Danielle Rattotti, a senior health science major, was in the middle of studying for her organic chemistry final when the bottom half of her Starbucks coffee cup completely broke off, spilling coffee all over her computer – and her notes.
“I spent a good two hours drying all of my stuff under the hand dryer in the bathroom,” Rattotti said. “After that didn’t work, I ran down Bobcat Way, with my computer open, back to my dorm room to try and back it up on my hard drive … in the middle of winter with a coat soaked in coffee that was now freezing cold.”
Senior health science major Jennifer Wisniewski even drew a picture of praying hands on one of her final exams and scribbled, “Jesus is the answer,” next to it in a last-ditch effort to salvage her physics grade.
“The teacher hated me and always called me up to the board to do problems because I never knew how to do them,” Wisniewski said. “So, on the final, we had to draw a lever with tension and gravity or something, and I obviously had no idea how to do that. So, I drew a picture of Jesus with his hands in prayer form and wrote, ‘Jesus is the answer,’ basically saying my prayers for that final because I totally bombed it.’”
Wisniewski’s prayers were answered when she received a C-grade on the final, easily passing the rest of the course.
“Hey, maybe he felt bad for me and liked the drawing, and Jesus helped me out,” she said.
Samantha Masetti, yet another health science major seemingly plagued with bad luck during finals, described nearly missing one of her exams as “traumatic.”
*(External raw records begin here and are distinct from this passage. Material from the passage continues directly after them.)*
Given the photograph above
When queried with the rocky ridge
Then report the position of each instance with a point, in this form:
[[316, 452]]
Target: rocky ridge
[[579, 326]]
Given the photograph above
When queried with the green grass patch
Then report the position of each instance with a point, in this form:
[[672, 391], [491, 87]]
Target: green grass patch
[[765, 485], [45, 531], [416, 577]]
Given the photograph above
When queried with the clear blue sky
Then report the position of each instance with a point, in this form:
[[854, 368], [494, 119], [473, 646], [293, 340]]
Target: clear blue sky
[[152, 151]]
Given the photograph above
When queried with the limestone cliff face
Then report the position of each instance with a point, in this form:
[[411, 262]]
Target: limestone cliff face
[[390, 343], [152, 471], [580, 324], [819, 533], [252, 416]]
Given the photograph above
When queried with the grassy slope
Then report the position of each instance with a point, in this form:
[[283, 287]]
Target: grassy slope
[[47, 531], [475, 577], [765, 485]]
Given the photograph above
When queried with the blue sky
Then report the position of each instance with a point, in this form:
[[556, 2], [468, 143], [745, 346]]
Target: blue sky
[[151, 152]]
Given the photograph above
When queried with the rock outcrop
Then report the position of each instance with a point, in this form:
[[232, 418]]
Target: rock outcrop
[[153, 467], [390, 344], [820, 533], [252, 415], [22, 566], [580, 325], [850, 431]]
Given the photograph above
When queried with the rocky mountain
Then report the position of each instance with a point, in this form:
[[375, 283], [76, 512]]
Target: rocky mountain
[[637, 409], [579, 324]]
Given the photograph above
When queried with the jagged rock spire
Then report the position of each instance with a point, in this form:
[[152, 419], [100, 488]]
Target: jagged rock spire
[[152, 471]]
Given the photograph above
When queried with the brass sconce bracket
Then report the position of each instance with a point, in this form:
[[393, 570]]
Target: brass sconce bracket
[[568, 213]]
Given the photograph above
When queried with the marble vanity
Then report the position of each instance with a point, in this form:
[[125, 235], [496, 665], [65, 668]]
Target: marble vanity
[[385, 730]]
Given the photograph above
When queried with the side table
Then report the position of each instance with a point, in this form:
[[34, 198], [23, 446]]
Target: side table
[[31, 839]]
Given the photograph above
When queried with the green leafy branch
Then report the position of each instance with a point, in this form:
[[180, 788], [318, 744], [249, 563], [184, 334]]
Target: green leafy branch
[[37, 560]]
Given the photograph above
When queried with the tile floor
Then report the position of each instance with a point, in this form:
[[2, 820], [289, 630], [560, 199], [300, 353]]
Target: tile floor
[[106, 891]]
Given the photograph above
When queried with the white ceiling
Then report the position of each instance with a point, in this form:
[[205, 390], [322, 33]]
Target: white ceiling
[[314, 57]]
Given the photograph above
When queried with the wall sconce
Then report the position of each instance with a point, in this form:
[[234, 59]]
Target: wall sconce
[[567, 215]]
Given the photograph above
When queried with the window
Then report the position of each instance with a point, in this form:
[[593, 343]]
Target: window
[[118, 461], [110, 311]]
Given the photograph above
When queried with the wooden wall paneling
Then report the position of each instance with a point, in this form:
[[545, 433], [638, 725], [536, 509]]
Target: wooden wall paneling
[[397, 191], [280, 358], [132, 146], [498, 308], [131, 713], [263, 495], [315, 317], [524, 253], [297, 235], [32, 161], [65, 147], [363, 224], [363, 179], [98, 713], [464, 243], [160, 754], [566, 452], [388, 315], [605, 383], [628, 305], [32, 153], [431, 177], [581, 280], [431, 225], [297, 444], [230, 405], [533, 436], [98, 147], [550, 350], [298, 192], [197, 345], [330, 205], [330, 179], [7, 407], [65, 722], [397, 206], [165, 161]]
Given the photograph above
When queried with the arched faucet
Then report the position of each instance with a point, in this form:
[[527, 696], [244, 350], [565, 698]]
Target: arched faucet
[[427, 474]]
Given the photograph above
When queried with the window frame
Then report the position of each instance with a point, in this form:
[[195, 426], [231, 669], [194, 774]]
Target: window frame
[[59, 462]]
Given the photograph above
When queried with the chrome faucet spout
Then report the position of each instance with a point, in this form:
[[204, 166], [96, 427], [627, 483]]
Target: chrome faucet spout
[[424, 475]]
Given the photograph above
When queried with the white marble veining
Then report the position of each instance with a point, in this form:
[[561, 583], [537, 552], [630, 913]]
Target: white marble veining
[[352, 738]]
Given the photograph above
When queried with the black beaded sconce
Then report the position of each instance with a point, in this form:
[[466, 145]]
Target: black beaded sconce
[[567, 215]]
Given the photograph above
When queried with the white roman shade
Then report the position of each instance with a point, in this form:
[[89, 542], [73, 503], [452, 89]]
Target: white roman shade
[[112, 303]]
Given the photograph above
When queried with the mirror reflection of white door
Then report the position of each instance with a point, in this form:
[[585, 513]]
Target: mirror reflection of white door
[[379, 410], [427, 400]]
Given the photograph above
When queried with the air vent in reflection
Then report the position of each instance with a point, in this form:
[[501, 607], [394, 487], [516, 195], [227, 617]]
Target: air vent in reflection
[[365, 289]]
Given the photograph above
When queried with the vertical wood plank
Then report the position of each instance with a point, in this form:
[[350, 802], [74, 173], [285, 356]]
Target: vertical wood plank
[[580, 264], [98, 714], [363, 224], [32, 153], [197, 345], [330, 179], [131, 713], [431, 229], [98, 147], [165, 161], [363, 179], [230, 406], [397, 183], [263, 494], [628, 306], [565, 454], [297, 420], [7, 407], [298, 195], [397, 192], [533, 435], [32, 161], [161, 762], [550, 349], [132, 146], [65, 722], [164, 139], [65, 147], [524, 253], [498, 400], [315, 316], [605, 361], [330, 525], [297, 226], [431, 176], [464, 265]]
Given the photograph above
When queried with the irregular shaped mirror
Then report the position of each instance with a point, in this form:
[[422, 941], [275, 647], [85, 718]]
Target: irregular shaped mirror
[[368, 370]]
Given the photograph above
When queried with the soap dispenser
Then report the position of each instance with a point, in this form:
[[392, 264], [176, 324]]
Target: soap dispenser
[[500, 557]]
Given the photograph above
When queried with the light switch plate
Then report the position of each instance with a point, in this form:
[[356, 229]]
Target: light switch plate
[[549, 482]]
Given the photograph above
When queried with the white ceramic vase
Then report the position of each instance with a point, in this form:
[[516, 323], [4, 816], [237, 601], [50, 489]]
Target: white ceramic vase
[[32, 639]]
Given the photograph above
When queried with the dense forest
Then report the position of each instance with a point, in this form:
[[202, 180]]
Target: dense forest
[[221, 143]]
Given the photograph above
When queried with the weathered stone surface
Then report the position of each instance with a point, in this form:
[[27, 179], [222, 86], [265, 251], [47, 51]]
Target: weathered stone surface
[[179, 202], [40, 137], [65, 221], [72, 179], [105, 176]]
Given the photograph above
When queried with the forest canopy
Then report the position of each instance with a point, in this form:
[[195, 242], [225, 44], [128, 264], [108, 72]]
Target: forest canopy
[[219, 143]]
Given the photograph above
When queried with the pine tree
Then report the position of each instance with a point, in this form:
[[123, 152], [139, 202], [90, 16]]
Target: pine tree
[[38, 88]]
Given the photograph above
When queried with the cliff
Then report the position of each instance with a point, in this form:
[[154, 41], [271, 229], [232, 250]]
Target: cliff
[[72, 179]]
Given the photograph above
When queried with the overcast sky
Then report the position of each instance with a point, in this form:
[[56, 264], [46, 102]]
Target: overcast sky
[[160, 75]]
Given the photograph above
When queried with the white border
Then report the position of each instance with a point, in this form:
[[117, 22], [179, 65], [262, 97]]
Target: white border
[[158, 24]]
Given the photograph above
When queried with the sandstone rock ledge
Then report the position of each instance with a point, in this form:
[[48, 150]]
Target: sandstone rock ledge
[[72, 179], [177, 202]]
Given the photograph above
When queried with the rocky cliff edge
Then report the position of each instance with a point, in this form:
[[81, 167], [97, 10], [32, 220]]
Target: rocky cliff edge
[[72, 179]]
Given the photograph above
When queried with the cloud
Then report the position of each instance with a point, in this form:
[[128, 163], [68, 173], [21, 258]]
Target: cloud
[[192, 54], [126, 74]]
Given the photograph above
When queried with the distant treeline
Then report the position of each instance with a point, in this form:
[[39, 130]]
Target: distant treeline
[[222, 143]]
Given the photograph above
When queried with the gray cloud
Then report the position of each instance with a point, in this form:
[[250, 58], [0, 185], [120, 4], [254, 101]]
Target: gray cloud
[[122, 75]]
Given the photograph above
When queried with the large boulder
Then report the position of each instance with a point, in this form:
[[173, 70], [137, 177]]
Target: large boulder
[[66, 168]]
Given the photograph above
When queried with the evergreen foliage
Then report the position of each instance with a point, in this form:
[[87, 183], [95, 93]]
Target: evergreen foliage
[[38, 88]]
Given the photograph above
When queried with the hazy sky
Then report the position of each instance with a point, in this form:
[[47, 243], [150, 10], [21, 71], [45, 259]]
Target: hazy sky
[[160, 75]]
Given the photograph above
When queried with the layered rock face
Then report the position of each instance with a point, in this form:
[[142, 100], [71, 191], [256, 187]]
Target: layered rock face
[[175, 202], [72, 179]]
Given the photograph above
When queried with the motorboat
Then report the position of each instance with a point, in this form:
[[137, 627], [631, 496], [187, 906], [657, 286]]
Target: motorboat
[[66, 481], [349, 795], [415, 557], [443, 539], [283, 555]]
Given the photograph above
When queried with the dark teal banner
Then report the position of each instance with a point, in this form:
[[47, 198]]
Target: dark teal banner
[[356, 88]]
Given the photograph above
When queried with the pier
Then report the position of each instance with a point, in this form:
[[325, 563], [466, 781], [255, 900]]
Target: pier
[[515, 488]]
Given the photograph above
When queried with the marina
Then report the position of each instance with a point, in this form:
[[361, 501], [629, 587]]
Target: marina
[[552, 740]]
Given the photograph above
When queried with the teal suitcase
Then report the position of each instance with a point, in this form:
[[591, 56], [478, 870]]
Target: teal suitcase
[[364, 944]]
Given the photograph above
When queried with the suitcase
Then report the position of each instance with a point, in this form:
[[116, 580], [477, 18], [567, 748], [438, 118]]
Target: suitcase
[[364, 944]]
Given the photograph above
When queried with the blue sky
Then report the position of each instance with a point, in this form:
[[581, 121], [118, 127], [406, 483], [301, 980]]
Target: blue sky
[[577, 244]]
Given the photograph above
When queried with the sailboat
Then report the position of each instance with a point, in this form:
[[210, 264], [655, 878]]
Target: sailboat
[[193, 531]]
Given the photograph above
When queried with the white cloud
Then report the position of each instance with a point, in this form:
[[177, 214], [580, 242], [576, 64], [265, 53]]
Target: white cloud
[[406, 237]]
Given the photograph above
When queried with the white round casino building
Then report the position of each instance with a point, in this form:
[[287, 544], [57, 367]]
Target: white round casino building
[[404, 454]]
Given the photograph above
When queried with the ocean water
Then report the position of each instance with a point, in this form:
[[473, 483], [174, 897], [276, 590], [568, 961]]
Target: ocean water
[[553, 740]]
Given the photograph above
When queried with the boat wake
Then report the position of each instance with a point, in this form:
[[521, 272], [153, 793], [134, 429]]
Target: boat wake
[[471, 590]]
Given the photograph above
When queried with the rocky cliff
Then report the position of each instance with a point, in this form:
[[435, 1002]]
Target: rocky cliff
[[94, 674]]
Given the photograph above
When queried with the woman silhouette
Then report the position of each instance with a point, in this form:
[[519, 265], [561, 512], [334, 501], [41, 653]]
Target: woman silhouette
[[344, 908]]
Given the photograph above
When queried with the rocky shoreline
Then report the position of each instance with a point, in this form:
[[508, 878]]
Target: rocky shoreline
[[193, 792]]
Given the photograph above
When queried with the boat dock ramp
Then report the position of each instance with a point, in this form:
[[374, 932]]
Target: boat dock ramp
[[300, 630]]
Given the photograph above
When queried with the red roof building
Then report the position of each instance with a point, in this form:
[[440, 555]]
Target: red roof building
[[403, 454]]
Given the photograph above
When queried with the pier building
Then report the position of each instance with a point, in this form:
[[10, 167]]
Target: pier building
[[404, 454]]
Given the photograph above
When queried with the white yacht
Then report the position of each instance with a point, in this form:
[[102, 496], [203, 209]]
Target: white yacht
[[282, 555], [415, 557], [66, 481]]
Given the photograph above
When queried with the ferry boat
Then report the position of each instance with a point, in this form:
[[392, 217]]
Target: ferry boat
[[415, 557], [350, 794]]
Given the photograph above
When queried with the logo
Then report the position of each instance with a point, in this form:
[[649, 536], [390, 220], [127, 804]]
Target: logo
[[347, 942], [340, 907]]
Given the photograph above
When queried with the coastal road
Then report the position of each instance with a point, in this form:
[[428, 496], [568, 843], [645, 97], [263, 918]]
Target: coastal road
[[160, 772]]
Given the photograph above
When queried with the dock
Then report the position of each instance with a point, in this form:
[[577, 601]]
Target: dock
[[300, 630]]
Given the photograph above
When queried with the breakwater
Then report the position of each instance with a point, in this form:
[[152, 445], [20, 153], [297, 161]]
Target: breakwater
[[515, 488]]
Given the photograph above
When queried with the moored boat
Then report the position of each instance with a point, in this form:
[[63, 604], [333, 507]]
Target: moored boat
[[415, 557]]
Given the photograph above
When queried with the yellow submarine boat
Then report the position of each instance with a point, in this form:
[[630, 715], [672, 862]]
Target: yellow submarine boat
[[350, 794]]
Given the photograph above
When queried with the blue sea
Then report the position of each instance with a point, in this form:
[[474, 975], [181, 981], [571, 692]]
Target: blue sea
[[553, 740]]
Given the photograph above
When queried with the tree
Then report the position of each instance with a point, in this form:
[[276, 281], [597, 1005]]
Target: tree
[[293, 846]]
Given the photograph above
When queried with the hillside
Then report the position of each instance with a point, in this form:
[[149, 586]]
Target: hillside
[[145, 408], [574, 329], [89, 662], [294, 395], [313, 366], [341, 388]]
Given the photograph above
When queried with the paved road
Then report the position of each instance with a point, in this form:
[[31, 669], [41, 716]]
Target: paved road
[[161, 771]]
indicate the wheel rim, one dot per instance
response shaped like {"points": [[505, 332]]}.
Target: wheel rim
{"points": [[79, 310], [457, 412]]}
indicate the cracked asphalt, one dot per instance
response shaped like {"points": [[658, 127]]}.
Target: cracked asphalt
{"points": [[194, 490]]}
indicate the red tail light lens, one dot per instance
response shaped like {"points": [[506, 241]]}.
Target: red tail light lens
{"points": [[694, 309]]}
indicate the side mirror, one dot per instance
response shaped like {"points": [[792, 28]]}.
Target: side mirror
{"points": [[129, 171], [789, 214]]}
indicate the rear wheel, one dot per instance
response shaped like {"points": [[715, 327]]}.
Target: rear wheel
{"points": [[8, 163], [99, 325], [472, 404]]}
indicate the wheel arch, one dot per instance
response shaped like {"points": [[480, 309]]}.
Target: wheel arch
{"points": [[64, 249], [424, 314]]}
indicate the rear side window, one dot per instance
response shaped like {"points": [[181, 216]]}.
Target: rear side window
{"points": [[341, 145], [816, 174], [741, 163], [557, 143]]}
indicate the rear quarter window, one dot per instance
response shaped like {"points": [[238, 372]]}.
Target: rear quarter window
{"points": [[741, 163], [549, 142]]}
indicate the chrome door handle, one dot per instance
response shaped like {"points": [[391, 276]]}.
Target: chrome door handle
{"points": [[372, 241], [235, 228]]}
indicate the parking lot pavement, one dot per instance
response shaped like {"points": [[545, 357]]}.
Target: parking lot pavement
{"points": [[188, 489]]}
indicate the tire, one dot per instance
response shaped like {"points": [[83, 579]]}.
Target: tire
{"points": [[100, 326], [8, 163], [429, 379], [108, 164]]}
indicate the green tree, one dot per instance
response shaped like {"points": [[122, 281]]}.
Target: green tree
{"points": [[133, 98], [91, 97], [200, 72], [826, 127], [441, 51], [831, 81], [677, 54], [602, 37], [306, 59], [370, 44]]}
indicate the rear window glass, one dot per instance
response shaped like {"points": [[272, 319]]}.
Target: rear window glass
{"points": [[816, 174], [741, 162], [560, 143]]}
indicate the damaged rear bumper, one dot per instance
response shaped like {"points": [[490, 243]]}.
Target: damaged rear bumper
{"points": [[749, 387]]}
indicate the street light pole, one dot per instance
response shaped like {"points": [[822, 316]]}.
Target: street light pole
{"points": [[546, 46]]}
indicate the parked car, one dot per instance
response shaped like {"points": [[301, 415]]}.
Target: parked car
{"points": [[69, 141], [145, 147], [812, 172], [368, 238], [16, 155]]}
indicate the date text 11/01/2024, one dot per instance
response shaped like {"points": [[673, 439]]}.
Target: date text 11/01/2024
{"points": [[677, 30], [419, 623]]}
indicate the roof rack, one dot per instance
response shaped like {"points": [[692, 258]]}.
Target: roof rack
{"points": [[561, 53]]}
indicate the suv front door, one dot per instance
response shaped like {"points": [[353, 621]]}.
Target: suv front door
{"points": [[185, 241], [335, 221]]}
“Every finals week I’m stressed, but this one was the worst,” Masetti said. “I got home from the library at 1 a.m. from studying for another class because I thought I had the whole next day to study since the exam wasn’t until 3. Well, guess what was at 12 p.m. and not at 3? My exam. So, I rushed to campus, couldn’t find the room, got lost, FaceTimed someone in my class for directions and sat down at my desk at 11:56 a.m. Horrible.”
Political science major Camillo Lemos may have had the worst luck of all when his car broke down on the way to his art history final, which he was already late for.
“I woke up at 9:30 a.m. Monday of finals week and was hanging out with my roommate Xavier. We started talking about whether or not I had many finals that week, which I thought started on Tuesday for me. I was wrong,” Lemos said. “So now it’s 9:45 a.m., and I’m barreling down the highway going 70 mph because my art history final started about an hour and a half ago. Then, my car breaks down because there was no oil in it.”
Lemos ended up leaving his car on the side of the highway with a note tucked under the windshield wiper reading, “please don’t tow this,” and then jumped into his roommate’s car and went to main campus.
“I arrived at 10:10 a.m. to discover I’m the last one in the room. My professor has me sit next to her to take it, and she knows I’m stressing. I had to take a two-and-a-half-hour final in 30 minutes,” Lemos said. “I almost cried.”